8/26 Getting to the Alaska Cruise
Live in Colorado? How hard can it be to get to Vancouver for an Alaska cruise? Not hard at all – right?? Wrong! Susan’s Mom, JB, has wanted to go to Alaska to see Denali for years. We finally convinced her that a cruise and then land tour would be the way to go (That’s a whole other story.) We signed up all three of us and Mark and Susan booked plane tickets.
The story needs a small detour here. JB lives in extreme Western Maryland and can’t drive to Dulles Airport 150 miles away. This means Mark and Susan fly to DC, rent a car, drive about 150 miles to Cumberland, pick up JB after spending a few days there, and then we all fly to Vancouver to start the Princess Cruise. At the end of the cruise in Fairbanks we undo this process to take JB home.
Well, we discovered that there’s no direct flight from Dulles to Vancouver on Star Alliance meaning the routing took us from Washington Dulles to Denver (Just like being home) to Vancouver. Either that routing or fly through Chicago (never our favorite) or have very short connections in Toronto or Newark. OK … tickets are purchased and we’re ready to go.
Not quite … JB contracts an ailment that made her decide not to go on the cruise and changing our tickets was too expensive. Plus, JB paid for the trip! Off we went to DC and spent a few days in Cumberland for a visit and managed to do a few errands for Mom before we started on our little journey to get to Vancouver. Here’s the summary of that excursion!
• Boarded the plane in DC on time, left the gate on time.
• Sent to the “holding area” when the airport had a ground stop for all west bound planes. Did I mention it’s been raining on the east coast for a month?? We hung out there for an hour waiting for the weather to clear and to get new routing to Denver, taking us way south and adding a bit of time to the flight.
• Arrived in Denver one hour late and deplaned.
• Determined our flight to Vancouver was 20 minutes late, 30 minutes late, 45 minutes late, 80 minutes late while we waited for the arrival of the plane coming from Philadelphia – east coast – not a good place to come from! Scheduled departure 8:43 PM and no change for at least 2 hours.
• We hung out in the United Club and had a grand view of the hail storm hitting the airport. The hail storm was short at the terminal and just small hail – pea size – no worries! After all the hail storms this summer, this was nothing.
• Go to the gate at 8:15 (We saw the flight from Philadelphia had arrived and we could see the plane from the United Club windows.) thinking we’d board. No gate agent in site.

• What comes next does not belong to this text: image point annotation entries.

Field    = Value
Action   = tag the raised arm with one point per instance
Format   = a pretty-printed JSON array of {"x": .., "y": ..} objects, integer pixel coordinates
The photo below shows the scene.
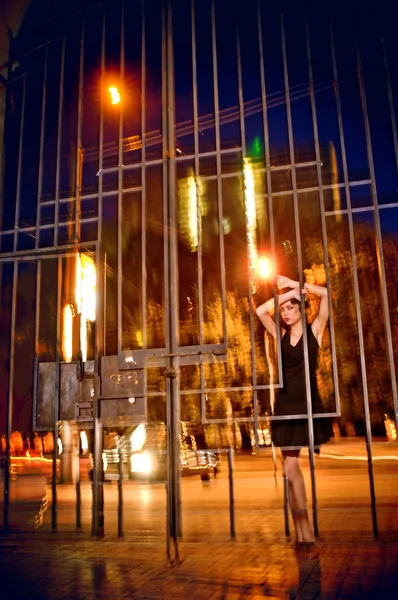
[
  {"x": 319, "y": 323},
  {"x": 265, "y": 311}
]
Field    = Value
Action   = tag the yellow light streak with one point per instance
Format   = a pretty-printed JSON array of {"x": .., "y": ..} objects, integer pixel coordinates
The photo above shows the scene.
[
  {"x": 251, "y": 220},
  {"x": 265, "y": 269},
  {"x": 84, "y": 441},
  {"x": 115, "y": 94},
  {"x": 192, "y": 212},
  {"x": 67, "y": 333}
]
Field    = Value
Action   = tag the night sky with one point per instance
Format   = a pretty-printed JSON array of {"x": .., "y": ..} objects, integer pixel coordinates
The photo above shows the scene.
[{"x": 48, "y": 21}]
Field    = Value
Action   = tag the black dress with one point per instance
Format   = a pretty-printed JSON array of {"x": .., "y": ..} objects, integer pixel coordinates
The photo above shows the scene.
[{"x": 292, "y": 399}]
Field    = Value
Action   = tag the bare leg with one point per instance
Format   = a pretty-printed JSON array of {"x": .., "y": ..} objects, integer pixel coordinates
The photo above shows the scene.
[{"x": 298, "y": 497}]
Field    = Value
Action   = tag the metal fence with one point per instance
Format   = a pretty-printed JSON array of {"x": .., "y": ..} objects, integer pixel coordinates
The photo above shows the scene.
[{"x": 242, "y": 132}]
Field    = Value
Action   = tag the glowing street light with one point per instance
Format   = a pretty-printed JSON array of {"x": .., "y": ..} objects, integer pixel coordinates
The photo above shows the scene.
[
  {"x": 264, "y": 268},
  {"x": 115, "y": 94}
]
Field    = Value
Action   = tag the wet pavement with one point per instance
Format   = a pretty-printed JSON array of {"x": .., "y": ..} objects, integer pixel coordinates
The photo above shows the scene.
[{"x": 71, "y": 566}]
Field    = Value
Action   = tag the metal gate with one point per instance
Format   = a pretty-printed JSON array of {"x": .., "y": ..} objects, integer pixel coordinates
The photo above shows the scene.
[{"x": 157, "y": 154}]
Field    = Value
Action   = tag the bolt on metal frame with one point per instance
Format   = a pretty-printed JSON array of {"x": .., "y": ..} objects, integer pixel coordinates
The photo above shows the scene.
[{"x": 174, "y": 355}]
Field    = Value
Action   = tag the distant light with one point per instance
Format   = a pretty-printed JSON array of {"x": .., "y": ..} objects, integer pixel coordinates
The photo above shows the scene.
[
  {"x": 265, "y": 269},
  {"x": 67, "y": 333},
  {"x": 115, "y": 95},
  {"x": 84, "y": 441}
]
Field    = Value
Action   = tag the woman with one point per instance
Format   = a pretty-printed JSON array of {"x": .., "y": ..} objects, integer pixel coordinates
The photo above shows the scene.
[{"x": 292, "y": 434}]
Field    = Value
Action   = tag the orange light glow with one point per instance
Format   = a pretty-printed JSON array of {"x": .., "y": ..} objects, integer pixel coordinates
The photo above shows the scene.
[
  {"x": 67, "y": 333},
  {"x": 115, "y": 94},
  {"x": 265, "y": 269},
  {"x": 32, "y": 458}
]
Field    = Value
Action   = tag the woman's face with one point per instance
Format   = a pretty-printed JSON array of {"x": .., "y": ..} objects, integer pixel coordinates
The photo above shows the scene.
[{"x": 290, "y": 313}]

• Gate agent arrives at 8:45, gets on the plane, comes back and says, “I have no idea what’s going on here.” In the meantime, the gate info shows the next flight leaving from our gate was the one to Phoenix.
• Flight crew is missing one flight attendant. Finally found one and she gets applause when she shows up. The gate agent was good at keeping us updated on her search for a flight attendant.
• Boarding begins at 9:00 and we actually manage to depart about 9:30.
• Arrive in Vancouver at 11:30, clear immigration quickly and wait for our luggage for 20 minutes. They took lessons from Denver.
• Get a taxi to the hotel, arriving about midnight and were in bed by 12:20 AM. (This is 3:20 AM DC time.)
Summary – we could have flown to Europe faster from Denver than it took to get from DC to Vancouver. Oh well … we managed to get there!